April 18, 1846 Browning is receiving letters of congratulation from his literary friends for his latest episode of 'Bells and Pomegranates':

"Because, here is Mr. Kenyon's and Landor's (which had been sent to to Moxon's [his publisher] some days ago,--whence the delay)--and Mrs. Jameson's. All kind and indulgent and flattering in their various ways..but my Ba, me dear, dear Ba,...I like to be praised now, in a sense, much, much more than ever--but, darling,--oh how easily, if need were, I could know the world was abusing at it's loudest outside,--if you were inside..tho' but the thinnist of guaze canopies kept us from the buzzing! This is only said on this subject, struck out by it,--not of it,--for the praise is good true praise and from the worthies of out time--but--you, I love,--and there is the world-wide difference. And what ought I say to Mr. Kenyon's report of me? Stand quietly, assentingly? You will agree with this at least, that he cannot know what he says--only be disposed to hope and believe it is so: still, to speak so to you--what would I not do to repay him, if that could be!...Do I 'remember' praying God to bless me thro' the blessing on you? Shall I ever forget to pray so, rather! My dear--dearest, I pray now, with all my heart,--may He bless you--and what else can now bless your own R?--

Charming as usual but the comment about Kenyon not really knowing him is characteristic. Most men would of course demure and be humble. But Browning takes it a step further and questions it without denying it. A different kind of thinker. Unconventional.
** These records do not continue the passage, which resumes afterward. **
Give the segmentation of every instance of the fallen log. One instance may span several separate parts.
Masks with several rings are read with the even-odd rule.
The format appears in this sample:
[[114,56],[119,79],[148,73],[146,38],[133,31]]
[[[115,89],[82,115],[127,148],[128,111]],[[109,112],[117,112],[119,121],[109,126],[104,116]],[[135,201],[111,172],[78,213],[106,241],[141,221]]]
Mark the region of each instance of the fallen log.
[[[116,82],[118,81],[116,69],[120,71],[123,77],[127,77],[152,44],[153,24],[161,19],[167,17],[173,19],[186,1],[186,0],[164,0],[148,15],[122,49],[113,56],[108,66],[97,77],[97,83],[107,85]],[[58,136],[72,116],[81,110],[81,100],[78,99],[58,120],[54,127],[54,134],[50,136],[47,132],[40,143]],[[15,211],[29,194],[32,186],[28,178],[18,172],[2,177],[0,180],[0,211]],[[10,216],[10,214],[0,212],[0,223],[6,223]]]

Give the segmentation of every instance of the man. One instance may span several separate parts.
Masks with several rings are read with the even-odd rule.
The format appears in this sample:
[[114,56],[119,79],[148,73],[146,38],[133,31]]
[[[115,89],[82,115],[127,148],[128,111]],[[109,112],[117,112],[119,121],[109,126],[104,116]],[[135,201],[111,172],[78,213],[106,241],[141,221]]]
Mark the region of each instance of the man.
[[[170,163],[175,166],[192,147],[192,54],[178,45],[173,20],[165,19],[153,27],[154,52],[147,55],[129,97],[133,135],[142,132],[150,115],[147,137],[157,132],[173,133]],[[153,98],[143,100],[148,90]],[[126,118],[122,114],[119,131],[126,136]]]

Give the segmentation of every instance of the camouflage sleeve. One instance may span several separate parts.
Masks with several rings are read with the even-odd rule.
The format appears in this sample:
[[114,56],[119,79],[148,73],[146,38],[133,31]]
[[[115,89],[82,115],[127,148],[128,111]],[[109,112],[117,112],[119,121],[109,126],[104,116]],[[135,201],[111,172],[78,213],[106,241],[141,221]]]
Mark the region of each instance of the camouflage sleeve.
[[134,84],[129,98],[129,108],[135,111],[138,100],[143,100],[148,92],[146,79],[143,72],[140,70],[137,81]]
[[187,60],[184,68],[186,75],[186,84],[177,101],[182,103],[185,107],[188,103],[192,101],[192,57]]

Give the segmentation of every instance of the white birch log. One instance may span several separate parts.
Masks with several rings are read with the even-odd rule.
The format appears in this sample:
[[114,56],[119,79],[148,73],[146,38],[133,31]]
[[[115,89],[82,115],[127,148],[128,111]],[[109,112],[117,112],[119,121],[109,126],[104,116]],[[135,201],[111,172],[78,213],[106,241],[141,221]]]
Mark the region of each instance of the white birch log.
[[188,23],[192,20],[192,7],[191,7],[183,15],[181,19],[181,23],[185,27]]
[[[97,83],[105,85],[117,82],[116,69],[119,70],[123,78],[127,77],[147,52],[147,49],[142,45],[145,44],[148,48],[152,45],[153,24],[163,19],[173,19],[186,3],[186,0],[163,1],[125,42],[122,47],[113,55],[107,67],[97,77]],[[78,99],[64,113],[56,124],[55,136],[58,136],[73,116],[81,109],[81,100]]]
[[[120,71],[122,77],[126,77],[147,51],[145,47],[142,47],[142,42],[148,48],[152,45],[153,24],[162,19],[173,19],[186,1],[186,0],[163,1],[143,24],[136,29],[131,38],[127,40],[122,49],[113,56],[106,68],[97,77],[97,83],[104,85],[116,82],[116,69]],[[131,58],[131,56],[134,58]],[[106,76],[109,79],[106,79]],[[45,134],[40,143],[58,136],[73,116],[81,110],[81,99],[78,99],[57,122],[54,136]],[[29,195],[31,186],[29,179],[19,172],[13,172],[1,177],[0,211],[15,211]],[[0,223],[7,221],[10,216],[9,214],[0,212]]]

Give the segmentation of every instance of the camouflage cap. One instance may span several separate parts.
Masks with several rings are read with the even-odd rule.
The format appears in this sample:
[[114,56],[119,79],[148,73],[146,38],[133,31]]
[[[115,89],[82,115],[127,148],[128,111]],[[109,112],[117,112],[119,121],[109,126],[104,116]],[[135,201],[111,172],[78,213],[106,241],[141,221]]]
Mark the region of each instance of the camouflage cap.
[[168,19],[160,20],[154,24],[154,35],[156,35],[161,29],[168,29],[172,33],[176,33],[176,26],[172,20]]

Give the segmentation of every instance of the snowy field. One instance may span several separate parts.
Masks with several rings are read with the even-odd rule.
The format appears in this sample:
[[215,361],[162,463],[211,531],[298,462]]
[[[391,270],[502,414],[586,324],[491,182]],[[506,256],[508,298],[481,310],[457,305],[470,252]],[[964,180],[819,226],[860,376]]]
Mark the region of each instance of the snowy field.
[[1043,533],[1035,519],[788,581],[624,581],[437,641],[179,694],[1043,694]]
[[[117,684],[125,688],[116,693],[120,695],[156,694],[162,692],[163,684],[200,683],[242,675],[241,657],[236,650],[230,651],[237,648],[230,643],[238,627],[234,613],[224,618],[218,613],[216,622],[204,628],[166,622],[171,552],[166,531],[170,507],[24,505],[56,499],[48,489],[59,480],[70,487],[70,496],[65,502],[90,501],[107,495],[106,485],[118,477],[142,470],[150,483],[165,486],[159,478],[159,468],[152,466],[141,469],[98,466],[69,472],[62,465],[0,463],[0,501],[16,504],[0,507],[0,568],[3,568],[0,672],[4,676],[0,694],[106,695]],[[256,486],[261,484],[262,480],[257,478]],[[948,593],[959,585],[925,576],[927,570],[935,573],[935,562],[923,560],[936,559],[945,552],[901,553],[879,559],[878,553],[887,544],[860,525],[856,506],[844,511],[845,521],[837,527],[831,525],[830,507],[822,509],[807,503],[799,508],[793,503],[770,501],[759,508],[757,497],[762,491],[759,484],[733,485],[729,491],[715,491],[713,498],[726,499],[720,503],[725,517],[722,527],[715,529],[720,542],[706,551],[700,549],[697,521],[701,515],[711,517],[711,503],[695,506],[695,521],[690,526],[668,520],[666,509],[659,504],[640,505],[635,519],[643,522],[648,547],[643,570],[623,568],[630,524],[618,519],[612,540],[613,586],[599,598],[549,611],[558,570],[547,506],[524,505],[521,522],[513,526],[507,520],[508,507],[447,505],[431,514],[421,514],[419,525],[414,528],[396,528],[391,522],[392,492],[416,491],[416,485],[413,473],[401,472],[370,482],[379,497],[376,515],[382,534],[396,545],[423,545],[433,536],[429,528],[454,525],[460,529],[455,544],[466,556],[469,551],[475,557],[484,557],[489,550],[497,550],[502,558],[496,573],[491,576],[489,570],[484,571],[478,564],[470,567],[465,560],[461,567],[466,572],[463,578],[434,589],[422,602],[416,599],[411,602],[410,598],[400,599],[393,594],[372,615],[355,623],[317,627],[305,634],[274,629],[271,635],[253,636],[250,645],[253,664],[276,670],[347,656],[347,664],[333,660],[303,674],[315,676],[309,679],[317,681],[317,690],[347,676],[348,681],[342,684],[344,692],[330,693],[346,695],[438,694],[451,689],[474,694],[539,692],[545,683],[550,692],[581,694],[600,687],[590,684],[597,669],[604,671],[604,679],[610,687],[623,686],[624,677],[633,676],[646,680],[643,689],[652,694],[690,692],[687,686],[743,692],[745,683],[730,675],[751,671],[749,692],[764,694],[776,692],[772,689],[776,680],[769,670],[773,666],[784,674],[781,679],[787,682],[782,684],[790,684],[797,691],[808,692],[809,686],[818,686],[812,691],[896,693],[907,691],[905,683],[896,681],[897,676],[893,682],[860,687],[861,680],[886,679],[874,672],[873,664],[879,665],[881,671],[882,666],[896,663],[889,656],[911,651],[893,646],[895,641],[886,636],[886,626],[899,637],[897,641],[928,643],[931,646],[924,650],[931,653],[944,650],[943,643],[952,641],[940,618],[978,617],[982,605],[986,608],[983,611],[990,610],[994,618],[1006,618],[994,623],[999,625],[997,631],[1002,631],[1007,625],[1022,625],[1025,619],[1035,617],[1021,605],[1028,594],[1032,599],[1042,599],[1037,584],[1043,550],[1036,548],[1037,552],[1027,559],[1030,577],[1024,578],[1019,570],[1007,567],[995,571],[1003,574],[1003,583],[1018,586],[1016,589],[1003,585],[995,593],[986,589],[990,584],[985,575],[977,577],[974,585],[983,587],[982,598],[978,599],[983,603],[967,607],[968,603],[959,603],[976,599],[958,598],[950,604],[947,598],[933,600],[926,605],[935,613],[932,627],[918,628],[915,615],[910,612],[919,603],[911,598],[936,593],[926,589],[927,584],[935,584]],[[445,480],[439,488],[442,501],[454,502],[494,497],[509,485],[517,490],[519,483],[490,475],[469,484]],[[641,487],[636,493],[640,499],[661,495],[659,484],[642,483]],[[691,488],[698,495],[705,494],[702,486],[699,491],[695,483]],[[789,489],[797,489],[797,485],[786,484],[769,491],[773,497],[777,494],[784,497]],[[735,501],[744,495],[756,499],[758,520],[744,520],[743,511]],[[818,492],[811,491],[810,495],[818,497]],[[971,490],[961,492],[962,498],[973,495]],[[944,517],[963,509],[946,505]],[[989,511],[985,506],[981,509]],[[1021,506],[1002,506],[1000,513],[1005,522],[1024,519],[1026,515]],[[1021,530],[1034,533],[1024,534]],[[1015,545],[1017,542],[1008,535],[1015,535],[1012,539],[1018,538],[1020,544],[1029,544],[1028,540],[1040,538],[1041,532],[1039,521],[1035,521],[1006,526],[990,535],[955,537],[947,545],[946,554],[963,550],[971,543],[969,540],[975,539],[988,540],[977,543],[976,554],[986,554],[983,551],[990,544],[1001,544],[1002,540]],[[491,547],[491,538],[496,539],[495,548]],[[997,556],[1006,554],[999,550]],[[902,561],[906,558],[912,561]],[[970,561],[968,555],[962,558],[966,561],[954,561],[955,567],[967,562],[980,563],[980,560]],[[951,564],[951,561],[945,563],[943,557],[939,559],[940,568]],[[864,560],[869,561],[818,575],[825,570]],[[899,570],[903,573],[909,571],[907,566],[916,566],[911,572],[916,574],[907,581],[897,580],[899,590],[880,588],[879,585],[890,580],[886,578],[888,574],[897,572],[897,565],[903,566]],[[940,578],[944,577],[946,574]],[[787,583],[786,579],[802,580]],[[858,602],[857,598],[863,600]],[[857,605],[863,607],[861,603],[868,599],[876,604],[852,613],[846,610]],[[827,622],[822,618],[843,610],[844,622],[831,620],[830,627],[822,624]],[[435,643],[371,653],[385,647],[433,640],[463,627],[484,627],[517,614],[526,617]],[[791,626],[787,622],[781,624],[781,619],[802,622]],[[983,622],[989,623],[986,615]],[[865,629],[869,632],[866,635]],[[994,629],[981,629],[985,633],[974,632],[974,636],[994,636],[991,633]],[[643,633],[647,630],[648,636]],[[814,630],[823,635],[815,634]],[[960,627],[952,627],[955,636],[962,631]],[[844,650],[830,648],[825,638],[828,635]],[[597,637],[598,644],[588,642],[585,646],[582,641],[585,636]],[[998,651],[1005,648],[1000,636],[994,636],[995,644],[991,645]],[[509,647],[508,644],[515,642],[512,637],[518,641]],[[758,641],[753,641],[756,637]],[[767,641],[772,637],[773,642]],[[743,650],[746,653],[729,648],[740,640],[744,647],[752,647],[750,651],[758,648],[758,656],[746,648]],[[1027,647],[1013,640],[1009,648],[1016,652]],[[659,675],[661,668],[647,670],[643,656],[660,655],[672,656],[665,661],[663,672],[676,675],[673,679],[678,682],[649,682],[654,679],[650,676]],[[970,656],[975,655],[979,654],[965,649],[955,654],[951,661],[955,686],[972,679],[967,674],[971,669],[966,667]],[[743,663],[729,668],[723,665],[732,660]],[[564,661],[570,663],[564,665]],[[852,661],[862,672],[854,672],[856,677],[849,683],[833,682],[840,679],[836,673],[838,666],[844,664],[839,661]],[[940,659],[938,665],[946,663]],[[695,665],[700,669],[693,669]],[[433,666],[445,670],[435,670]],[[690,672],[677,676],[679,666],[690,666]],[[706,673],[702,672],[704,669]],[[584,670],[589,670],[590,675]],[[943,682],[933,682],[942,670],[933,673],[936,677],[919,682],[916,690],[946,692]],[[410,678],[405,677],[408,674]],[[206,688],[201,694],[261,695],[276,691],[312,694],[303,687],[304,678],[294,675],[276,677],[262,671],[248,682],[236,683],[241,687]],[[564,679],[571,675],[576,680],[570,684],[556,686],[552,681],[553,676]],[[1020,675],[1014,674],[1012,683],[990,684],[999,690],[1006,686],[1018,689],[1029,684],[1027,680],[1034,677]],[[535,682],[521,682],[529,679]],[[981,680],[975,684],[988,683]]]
He has begun to answer her last letter with this, but we will find tomorrow that he goes back to her most recent letter again. He again proves the point he made early in their correspondence that he doesn't know what to write to her if he doesn't have a letter of her's to respond to. Interestingly there is no letter from Miss Barrett on April 18, 19 or 20 (the date of their regular visit). She does not follow her own dictum in letter writing, but perhaps a reason for this lapse will emerge.